Cuttings from the dying begonia stem are in that vase in the kitchen. I can’t tell yet if these cuttings will root or rot. Monday’s tasks for me include consulting the plant doctor at my local nursery. Perhaps begonia cuttings require sand for rooting rather than water. Plants, like people, have different requirements for sustaining life.

As I partner with my plants in their journeys, I am often aware that at best I have insufficient understanding of their needs. But at times I also know that what I am experiencing is a tension related to the ebb and flow of life itself, and is not about my competence. With the begonia, for example, I experience something like being nurse both to the parent dying in adult ICU, and, simultaneously, attending to a premature baby struggling to live removed from the mother's life-support system. 

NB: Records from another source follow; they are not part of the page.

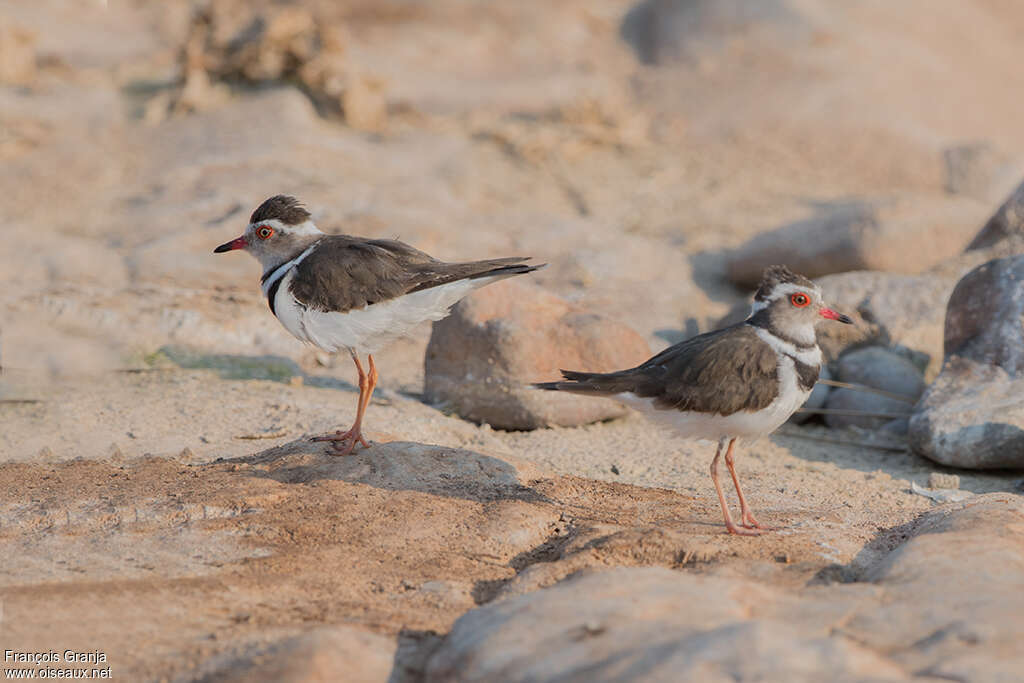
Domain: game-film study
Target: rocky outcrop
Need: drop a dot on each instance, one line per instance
(659, 625)
(973, 414)
(879, 368)
(482, 358)
(908, 235)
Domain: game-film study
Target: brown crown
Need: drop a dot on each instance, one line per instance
(775, 275)
(286, 209)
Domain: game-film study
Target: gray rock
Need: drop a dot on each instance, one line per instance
(903, 312)
(973, 415)
(658, 625)
(976, 169)
(851, 399)
(819, 394)
(667, 31)
(482, 358)
(1007, 222)
(882, 369)
(904, 235)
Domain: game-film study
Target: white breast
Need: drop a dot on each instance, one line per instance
(371, 328)
(744, 424)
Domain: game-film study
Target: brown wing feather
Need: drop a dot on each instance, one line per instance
(719, 372)
(345, 272)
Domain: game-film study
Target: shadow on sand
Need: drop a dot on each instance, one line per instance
(397, 466)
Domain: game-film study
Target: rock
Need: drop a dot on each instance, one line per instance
(900, 311)
(973, 415)
(667, 31)
(326, 653)
(483, 356)
(1007, 222)
(852, 399)
(230, 41)
(881, 369)
(365, 104)
(17, 55)
(908, 235)
(943, 480)
(659, 625)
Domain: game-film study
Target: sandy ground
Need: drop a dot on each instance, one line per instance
(160, 499)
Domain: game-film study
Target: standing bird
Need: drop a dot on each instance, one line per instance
(739, 382)
(336, 291)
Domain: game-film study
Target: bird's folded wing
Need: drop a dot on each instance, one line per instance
(344, 272)
(721, 372)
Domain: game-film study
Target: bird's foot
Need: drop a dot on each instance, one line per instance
(742, 530)
(343, 443)
(748, 520)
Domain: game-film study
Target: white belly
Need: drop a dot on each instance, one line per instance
(371, 328)
(744, 424)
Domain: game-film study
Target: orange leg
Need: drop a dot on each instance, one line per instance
(344, 442)
(747, 517)
(729, 525)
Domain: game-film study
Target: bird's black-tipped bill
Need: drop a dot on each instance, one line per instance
(833, 315)
(237, 243)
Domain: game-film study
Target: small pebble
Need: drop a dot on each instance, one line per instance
(942, 480)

As the Old Teacher reminds us in Ecclesiastes, wisdom understands human existence as life and death. The very structure of life itself makes either-or thinking a rather absurd denial. We cannot experience life clear-eyed without seeing the compost pile.

However, living in gentle peace with the reality of the compost pile requires that we hold the Easter reality as well in both its forms. Life is powerful, and defies death; we need to see and trust the reality that the Lazarus Plants teach. But we need to see too death's parallel savage reality--there is also the begonia and the compost pile. 

People who are Easter folk at heart see both realities with unconflicted clarity. But they do so because they know something that can't be seen from the porch: the begonia cuttings are already sprouting tiny new leaves in the kitchen window light.

Thinking with you today that we are likely to experience more epiphanies if we reduce our insistence that they appear in an easy simple form.